BD – Você começou sua carreira em um momento totalmente diverso do atual. Como lidou com as mudanças que ocorreram?

Jair Naves – O cenário mudou muito. O Ludovic ficou oito anos em atividade e só conseguiu tocar uma vez no Estado do Rio, em Niterói. Hoje em dia está mais fácil. Eu percebo um grande crescimento de público, além de maior interesse. Há mais espaço na mídia e um respeito ao artista. Formou-se um circuito de shows, muito graças ao Fora do Eixo e ao aparecimento de vários festivais de música independente. Houve um amadurecimento. Eu ainda peguei uma época em que a venda do disco era uma fonte de renda muito confiável. Havia muitos selos independentes e as bandas faziam até 10 prensagens de um álbum. Coisa difícil de acontecer hoje em dia. Essa é a única coisa que me dá saudade. Fora isso, só percebo melhoras. E acho que tem tudo pra evoluir ainda mais, para se tornar algo realmente sério. Poucos músicos que conheço podem se dedicar exclusivamente à música. Mas acredito que logo vai chegar o dia em que isso vai mudar. Eu vejo tudo isso de forma muito cíclica. Temos altos e baixos e ainda não acho o atual momento tão fantástico assim. Ainda pode melhorar. Pelo menos em São Paulo, muitas casas de show estão fechando ou abrindo grande espaço da sua programação para bandas cover. E isso acontece periodicamente. Com isso, ficamos numa dependência de apoio estatal, editais, shows em SESCs... o que é importante, mas também acho um pouco perigoso. Não podemos ficar tão dependentes assim. O que precisamos é de um público realmente numeroso que possa nos apoiar e fazer com que não tenhamos necessidade de recorrer a editais e coisas do gênero.

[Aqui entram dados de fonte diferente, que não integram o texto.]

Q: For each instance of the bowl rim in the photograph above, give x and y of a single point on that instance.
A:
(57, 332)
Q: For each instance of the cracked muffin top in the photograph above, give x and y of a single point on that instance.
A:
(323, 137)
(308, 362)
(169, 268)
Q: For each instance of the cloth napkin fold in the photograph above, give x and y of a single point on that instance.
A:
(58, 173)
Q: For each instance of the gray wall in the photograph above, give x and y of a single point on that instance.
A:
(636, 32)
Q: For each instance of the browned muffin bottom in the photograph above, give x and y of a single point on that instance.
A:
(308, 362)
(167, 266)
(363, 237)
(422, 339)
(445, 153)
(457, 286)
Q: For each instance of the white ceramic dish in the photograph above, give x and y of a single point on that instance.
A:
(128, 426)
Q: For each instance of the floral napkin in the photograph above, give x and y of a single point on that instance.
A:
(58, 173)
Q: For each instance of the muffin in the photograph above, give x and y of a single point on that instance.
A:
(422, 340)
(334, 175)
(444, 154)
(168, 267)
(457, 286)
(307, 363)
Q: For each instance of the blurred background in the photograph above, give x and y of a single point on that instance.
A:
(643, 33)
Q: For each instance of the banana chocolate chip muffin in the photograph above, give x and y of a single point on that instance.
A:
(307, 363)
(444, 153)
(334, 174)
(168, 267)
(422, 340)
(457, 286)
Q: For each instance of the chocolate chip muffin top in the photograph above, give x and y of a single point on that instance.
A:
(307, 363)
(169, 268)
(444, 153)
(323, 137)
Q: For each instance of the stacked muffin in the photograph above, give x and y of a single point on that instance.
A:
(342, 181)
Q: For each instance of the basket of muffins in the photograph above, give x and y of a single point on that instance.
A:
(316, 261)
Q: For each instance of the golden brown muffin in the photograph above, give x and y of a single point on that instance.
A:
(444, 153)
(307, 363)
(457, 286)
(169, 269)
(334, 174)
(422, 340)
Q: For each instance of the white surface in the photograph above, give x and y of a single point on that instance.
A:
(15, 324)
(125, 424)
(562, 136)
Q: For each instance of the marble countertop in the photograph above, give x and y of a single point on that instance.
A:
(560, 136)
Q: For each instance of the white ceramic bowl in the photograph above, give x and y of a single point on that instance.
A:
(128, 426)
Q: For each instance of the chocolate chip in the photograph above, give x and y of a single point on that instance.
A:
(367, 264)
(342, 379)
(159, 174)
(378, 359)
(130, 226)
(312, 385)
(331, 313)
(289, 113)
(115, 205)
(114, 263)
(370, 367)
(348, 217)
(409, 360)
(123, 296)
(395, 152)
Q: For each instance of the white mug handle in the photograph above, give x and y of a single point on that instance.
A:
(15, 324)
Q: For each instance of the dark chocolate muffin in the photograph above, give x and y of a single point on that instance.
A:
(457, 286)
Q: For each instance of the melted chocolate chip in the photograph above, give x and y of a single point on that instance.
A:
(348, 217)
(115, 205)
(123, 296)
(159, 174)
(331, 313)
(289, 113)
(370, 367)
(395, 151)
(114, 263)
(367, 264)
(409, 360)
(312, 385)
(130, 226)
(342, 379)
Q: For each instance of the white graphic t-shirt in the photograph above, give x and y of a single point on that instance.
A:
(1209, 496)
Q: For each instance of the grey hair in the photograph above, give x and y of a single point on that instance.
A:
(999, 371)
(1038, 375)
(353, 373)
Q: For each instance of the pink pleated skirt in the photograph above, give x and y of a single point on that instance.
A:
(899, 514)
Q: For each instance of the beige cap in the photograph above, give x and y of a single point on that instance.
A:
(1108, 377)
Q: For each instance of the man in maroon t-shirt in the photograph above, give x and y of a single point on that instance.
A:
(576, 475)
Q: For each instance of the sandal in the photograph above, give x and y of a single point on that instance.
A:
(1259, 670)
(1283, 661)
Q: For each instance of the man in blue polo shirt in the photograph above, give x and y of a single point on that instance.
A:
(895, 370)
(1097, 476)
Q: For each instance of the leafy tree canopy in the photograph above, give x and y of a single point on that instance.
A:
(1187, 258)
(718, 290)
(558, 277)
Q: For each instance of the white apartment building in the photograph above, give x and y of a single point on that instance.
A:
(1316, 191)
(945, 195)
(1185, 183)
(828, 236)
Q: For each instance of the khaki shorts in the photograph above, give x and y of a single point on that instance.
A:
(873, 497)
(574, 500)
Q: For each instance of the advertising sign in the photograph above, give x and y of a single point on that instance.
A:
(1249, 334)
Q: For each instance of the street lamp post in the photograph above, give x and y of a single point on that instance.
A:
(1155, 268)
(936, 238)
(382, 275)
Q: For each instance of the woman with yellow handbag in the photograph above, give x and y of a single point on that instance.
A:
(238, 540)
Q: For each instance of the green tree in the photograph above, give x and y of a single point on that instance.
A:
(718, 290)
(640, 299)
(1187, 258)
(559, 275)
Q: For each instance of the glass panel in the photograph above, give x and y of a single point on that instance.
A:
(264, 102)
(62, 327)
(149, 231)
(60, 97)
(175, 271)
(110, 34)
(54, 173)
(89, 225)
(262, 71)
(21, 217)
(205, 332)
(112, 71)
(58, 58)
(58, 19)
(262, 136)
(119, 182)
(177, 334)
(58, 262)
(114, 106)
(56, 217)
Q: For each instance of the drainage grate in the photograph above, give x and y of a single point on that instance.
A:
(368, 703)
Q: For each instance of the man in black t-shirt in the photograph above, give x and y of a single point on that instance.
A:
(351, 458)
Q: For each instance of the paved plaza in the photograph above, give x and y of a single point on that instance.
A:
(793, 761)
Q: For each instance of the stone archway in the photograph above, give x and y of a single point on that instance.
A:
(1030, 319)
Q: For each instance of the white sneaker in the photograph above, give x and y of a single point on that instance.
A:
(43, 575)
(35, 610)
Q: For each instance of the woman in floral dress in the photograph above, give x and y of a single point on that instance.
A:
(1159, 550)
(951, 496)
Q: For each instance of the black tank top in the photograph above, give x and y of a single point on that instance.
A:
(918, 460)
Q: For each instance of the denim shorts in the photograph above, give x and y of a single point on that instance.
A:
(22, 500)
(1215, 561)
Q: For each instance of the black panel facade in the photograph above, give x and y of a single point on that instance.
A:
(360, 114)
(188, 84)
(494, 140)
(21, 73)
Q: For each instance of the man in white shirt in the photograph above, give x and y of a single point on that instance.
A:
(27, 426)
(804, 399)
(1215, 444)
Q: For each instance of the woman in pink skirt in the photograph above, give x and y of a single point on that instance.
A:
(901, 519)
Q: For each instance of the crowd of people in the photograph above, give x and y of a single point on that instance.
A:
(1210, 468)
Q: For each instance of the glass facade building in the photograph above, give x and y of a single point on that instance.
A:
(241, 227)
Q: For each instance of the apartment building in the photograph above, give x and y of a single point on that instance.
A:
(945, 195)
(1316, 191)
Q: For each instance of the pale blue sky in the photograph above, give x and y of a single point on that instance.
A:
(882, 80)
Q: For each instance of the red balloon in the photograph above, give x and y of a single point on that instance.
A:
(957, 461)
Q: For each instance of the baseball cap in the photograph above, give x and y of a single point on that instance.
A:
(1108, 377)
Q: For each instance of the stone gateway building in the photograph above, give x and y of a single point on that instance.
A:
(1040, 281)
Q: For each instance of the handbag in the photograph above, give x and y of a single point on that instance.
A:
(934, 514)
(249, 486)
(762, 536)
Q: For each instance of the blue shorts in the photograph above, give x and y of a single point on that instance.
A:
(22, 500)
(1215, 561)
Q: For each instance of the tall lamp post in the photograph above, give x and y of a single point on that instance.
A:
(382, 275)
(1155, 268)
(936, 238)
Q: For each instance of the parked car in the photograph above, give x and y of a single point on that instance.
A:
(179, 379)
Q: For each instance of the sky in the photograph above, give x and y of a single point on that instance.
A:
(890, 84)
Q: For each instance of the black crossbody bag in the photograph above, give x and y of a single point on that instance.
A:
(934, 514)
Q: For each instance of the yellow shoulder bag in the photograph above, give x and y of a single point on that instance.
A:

comentários - apenas castelos queimando

  1. O Jair Naves é um dos caras mais talentosos dessa cena, é um cara que parece muito informado sobre o seu redor, com as bandas e suas músicas. Consequentemente ele transpõe isso para a obra dele, é interessante até como ele usa as afinações diferentes nas músicas e como ele destoa do resto dos artistas surgidos de uns tempos pra cá. Só fiquei com uma pulga atrás da orelha, ele realmente acredita na Fora do Eixo e seu modus operandi? Existem textos e mais textos falando sobre esse negócio de tocar de graça com infraestrutura porca "pra ganhar público" ou do tal cubo card. O grande problema é que muitas bandas ficam privadas a esse circuito estatal estranho. Tocam no SESC, tocam na estranhíssima Casa Fora do Eixo e nos seus eventos correlatos, tocam no Studio SP e só. Ficam fazendo esse circuito de shows eternamente. O SESC é um baita lugar, não tem lugar melhor pra se assistir show em termos de infraestrutura, atendimento e preços. Fora que pros músicos parece ser um lugar que paga bons cachês. Só é meio perigoso centralizar a cultura nas mãos de um ou dois conglomerados, fazendo aquela famosa "panelinha". Ainda tendo consciência de que um desses captam recursos públicos e aplicam de forma um tanto quanto duvidosa.